I had always thought that after the war, Nubian soldiers asked to go back home and the British requested them to stay. But 73-year-old Issa Abdulfaraj, chairman of the Nubian Council of Elders, says I make it sound easy and comfortable for the imperialists. According to him, by 1936, Italians had overrun Ethiopia, forcing Haile Selassie, Emperor of Ethiopia, into exile, and colonialists were already rolling up their sleeves for the Second World War.
Nubians, who formed the core of the British fighting army, were being discriminated against and wanted to return to The Sudan, but since the entire eastern coast of Africa, from Sudan to South Africa, was under British rule their word was law. To make them stay they showed the soldiers a fake letter from The Sudanese government that said they had no place in The Sudan, so they might as well stay and defend Kenya. “But there was no Sudanese government and the British, the colonial invaders were just playing tricks on the Nubian soldiers,” Abdulfaraj says, rubbing his white beard.
His words are harsh and emotional, but accusations of tricks aside, it’s a historical fact that after fighting for the KARs in the Second World War, Nubians in the Third Battalion retired to Kibra, which the British government had gazetted in 1918 as a military reserve. The soldiers were issued with Shamba Passes, temporary land licences, for plots of land which they settled on with their dependants.

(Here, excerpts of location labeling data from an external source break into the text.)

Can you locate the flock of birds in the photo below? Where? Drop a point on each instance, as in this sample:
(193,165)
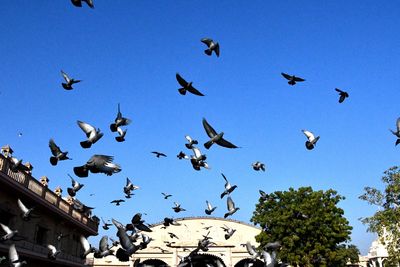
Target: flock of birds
(131,236)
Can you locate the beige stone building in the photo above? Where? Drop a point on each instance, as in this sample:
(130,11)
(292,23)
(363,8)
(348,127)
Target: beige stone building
(53,215)
(159,252)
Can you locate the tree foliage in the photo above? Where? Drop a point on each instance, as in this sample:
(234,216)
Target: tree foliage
(386,221)
(309,225)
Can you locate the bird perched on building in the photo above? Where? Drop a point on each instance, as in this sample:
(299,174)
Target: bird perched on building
(68,81)
(216,138)
(209,208)
(96,164)
(92,134)
(13,257)
(178,207)
(57,153)
(78,3)
(186,86)
(76,186)
(231,207)
(229,231)
(117,202)
(258,166)
(292,79)
(159,154)
(397,132)
(312,140)
(342,95)
(52,252)
(212,46)
(228,187)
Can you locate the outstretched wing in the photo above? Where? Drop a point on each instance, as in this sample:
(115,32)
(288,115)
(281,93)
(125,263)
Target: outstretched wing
(209,130)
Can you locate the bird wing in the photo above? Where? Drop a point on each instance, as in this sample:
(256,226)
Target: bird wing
(12,254)
(309,135)
(225,143)
(55,150)
(87,128)
(194,91)
(181,81)
(66,78)
(207,41)
(5,228)
(85,244)
(287,76)
(21,206)
(209,130)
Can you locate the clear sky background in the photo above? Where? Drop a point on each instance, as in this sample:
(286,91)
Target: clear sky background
(128,52)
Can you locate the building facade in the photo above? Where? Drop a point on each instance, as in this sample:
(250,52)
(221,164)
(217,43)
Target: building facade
(167,250)
(54,218)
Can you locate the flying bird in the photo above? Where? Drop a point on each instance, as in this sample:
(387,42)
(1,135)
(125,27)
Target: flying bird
(68,81)
(78,3)
(312,140)
(292,79)
(96,164)
(159,154)
(15,261)
(231,207)
(57,153)
(228,187)
(76,186)
(258,166)
(212,46)
(186,86)
(397,132)
(216,138)
(209,208)
(343,95)
(92,134)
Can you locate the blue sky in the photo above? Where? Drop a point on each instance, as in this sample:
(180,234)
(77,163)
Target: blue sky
(128,52)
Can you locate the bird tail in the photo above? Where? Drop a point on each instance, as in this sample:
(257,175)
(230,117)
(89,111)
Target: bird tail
(53,161)
(81,171)
(86,144)
(182,91)
(113,127)
(208,144)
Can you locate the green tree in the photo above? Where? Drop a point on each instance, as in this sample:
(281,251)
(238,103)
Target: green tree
(309,225)
(386,221)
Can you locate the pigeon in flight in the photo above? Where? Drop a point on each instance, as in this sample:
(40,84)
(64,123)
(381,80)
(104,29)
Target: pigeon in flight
(57,153)
(166,196)
(212,46)
(76,186)
(159,154)
(228,187)
(209,208)
(292,79)
(312,140)
(117,202)
(92,134)
(178,208)
(15,261)
(78,3)
(68,81)
(397,132)
(215,137)
(186,86)
(343,95)
(231,207)
(96,164)
(258,166)
(191,142)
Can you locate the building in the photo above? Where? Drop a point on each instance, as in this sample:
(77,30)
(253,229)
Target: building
(166,250)
(53,215)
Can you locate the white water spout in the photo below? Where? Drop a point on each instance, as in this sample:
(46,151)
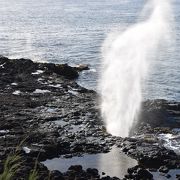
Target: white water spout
(126,59)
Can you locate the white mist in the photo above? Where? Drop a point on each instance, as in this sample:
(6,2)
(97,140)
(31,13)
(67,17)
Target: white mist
(126,59)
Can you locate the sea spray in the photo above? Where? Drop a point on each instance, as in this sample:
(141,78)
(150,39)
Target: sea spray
(126,59)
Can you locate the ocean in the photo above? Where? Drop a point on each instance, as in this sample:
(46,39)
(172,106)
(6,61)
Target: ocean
(73,31)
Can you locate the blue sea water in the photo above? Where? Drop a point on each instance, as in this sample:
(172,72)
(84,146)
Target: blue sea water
(72,31)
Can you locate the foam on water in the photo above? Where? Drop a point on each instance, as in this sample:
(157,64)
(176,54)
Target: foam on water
(126,58)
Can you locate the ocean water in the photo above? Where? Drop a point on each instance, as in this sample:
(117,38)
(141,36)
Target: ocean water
(73,31)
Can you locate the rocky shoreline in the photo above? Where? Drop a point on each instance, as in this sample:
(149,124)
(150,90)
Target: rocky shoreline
(46,114)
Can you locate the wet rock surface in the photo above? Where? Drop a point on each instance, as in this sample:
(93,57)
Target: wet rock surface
(48,114)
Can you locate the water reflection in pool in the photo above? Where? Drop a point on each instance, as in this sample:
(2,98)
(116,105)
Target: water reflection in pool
(114,163)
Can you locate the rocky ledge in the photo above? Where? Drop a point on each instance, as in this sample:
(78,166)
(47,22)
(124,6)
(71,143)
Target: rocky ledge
(44,114)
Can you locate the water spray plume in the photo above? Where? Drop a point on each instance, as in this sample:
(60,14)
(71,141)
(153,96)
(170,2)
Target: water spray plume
(126,59)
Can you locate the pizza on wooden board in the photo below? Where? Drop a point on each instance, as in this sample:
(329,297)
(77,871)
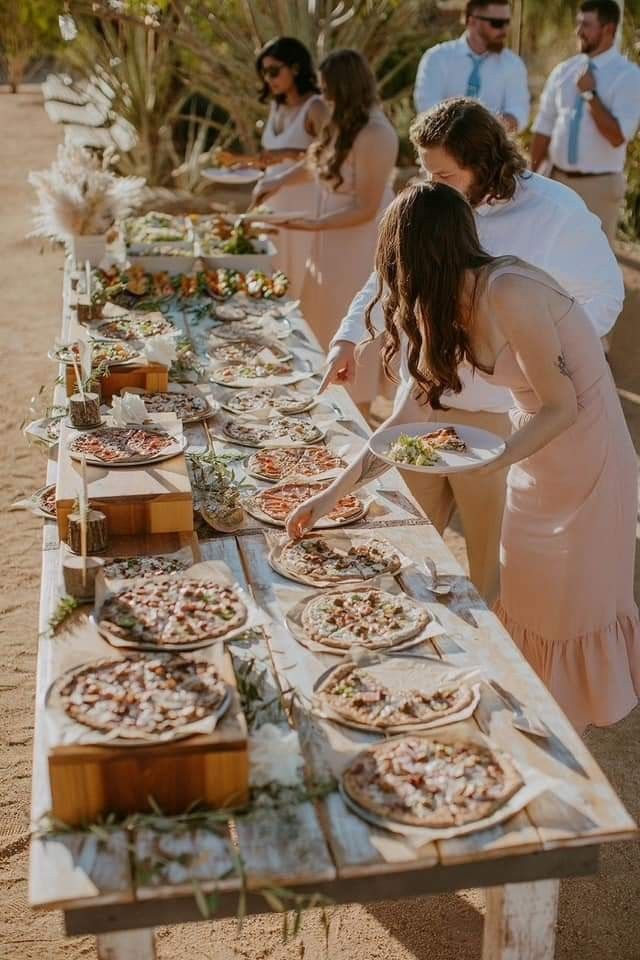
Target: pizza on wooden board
(426,782)
(296,429)
(282,400)
(318,561)
(143,694)
(122,444)
(128,568)
(245,350)
(165,611)
(365,617)
(255,370)
(280,462)
(353,693)
(136,326)
(186,406)
(279,502)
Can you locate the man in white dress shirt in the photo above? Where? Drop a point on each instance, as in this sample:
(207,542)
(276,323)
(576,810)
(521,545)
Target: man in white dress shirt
(477,65)
(520,213)
(589,111)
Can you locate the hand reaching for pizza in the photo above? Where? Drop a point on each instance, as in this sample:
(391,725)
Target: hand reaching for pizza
(302,519)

Abdulfaraj is a third generation Kenyan Nubian born in 1939. He still sits ramrod straight and doesn’t look a day older than 60 years, but the white beard and hair beneath his white kufi gives away his age. His father fought in both World Wars, he tells me, and even the Three Soldiers statue on Kenyatta Avenue is of Nubian officers.
He also divulges that it’s not an accident that the writing on the statue is in Arabic, as military units back then used to be identified by classified Arabic numbers. “All these they inherited from the Nubians. The word Afande is Nubian for Sir, Line Saba here in Kibera was Line Shabaha, meaning ‘Point of Range,'” he explains, shifting to adjust his white kanzu. He doesn’t understand why, after more than a century in Kenya, Nubians are still considered outsiders.

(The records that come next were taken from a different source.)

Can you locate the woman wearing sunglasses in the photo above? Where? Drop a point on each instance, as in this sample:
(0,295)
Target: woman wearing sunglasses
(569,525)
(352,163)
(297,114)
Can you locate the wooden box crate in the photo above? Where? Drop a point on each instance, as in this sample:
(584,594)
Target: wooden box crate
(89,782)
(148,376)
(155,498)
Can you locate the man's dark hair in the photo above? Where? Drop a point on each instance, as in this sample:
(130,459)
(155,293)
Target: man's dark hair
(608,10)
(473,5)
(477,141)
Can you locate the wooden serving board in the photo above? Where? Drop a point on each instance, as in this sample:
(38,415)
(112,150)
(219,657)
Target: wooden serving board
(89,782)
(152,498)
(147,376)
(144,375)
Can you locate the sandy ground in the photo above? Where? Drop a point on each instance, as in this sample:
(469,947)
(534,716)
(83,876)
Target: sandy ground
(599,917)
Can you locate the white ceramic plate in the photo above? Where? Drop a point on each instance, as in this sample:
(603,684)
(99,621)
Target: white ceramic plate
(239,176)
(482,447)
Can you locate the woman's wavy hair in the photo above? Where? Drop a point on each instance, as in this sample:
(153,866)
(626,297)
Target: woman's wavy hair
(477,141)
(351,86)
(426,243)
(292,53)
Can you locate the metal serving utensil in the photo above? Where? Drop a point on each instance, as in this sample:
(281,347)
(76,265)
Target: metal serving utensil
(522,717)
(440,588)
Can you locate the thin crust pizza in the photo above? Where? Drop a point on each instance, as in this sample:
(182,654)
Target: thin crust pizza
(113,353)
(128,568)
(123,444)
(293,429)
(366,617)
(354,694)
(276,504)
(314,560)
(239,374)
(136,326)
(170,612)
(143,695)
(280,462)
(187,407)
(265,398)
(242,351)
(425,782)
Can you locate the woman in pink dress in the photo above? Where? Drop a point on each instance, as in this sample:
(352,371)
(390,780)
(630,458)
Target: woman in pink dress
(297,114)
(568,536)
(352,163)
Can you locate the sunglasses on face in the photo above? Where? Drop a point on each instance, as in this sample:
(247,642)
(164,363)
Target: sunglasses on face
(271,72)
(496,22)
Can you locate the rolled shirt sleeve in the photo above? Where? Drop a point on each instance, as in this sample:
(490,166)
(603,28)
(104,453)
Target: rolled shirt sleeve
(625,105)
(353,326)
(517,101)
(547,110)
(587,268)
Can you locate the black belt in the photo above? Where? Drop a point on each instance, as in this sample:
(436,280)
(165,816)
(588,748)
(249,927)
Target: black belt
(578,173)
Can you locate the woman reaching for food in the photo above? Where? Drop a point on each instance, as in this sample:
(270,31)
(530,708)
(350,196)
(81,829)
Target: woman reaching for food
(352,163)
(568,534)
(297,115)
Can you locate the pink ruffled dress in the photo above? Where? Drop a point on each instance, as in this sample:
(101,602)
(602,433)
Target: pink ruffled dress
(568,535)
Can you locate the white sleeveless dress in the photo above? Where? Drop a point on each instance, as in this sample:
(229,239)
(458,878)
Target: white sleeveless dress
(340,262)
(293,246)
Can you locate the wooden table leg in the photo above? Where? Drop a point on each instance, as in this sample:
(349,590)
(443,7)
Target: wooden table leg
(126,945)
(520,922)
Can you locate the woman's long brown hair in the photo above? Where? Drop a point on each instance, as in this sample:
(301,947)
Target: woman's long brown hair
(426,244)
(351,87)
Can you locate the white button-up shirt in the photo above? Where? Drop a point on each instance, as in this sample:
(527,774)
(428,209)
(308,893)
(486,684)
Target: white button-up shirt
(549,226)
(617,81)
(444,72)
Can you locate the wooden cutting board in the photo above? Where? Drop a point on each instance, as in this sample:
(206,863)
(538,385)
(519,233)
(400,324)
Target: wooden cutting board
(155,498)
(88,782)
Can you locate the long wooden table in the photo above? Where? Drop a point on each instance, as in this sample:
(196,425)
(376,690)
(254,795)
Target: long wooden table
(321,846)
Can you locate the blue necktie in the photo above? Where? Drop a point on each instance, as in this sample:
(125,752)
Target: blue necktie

Until the 2009 population census, Kenya had 42 registered communities while Nubians, who were not considered Kenyans, had been clustered under ‘Others’. The community’s battle for recognition began in 2003, when they went to the High Court seeking the judiciary’s interpretation of the Kenyan constitution regarding their right to becoming Kenyan citizens at birth. The government opposed the motion on grounds that the application was 40 years too late. They insisted that the Nubians’ right to apply for automatic citizenship ceased to exist on Dec. 12, 1963 with Kenya’s independence. To become citizens, Nubians would have had to renounce citizenship from their country of origin, which they hadn’t done officially according to the government.
Abdulfaraj insists, “We built this country. We contributed quite a lot. We fought in the First World War to prevent the Germans from over-running Kenya. Second World War we fought to protect Kenya from the Italians.”

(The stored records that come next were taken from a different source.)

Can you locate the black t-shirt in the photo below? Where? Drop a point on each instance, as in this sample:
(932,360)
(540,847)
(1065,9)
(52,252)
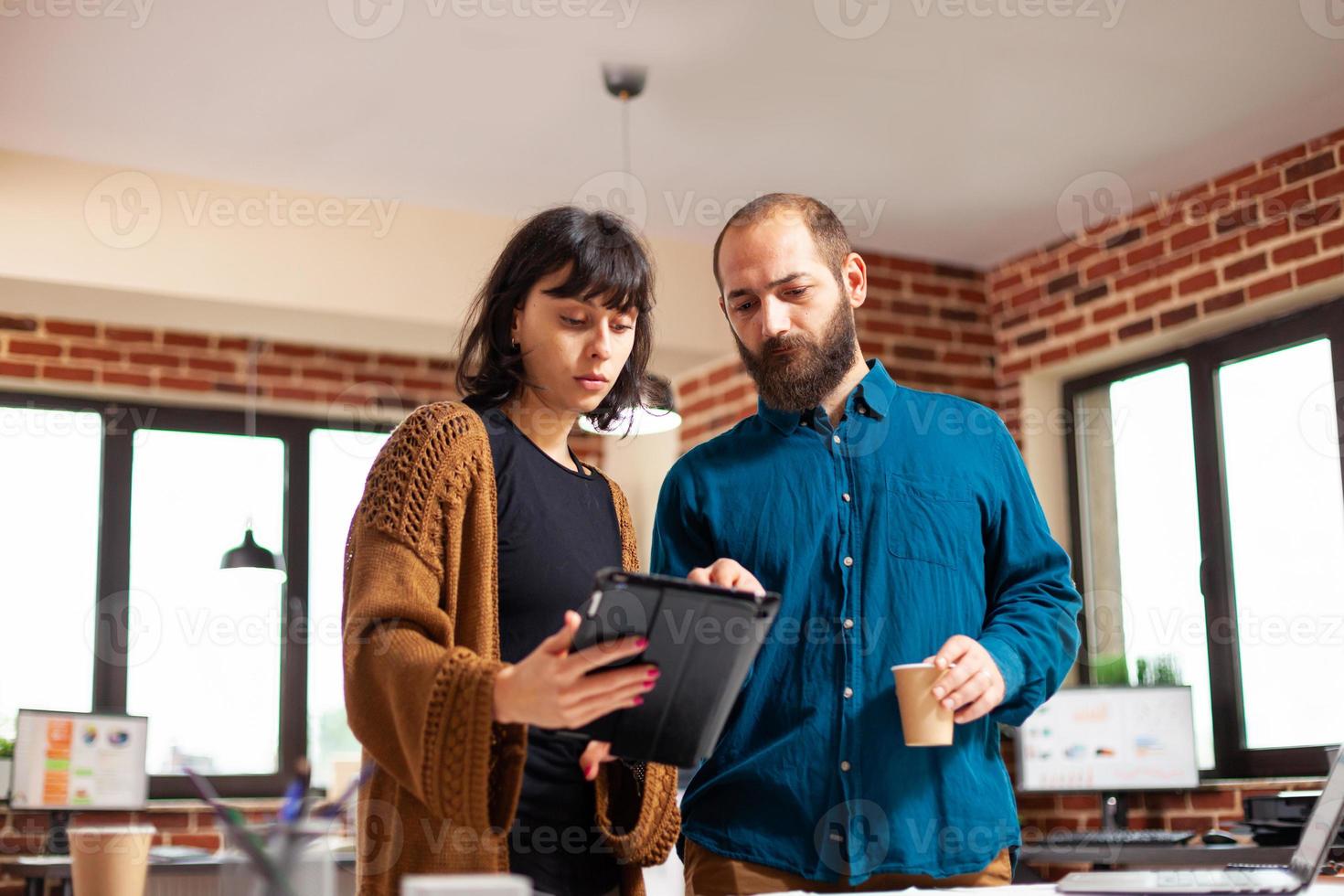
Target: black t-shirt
(557,527)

In 2006, Nubians resolved to go back to court again, but this time they sought justice outside the country. With support from the Centre for Minority Rights Development, the community approached the African Commission on Human and Peoples’ Rights in The Gambia and sued the Kenyan State for violating their right to property, freedom of movement and freedom from discrimination; rights that are protected by the African Charter on Human and Peoples’ Rights and the African Union’s principal Human Rights Treaty. Three years later, in 2009, the community made what it thought was its first breakthrough when, under the new constitution, Nubians became the 43rd tribe in Kenya.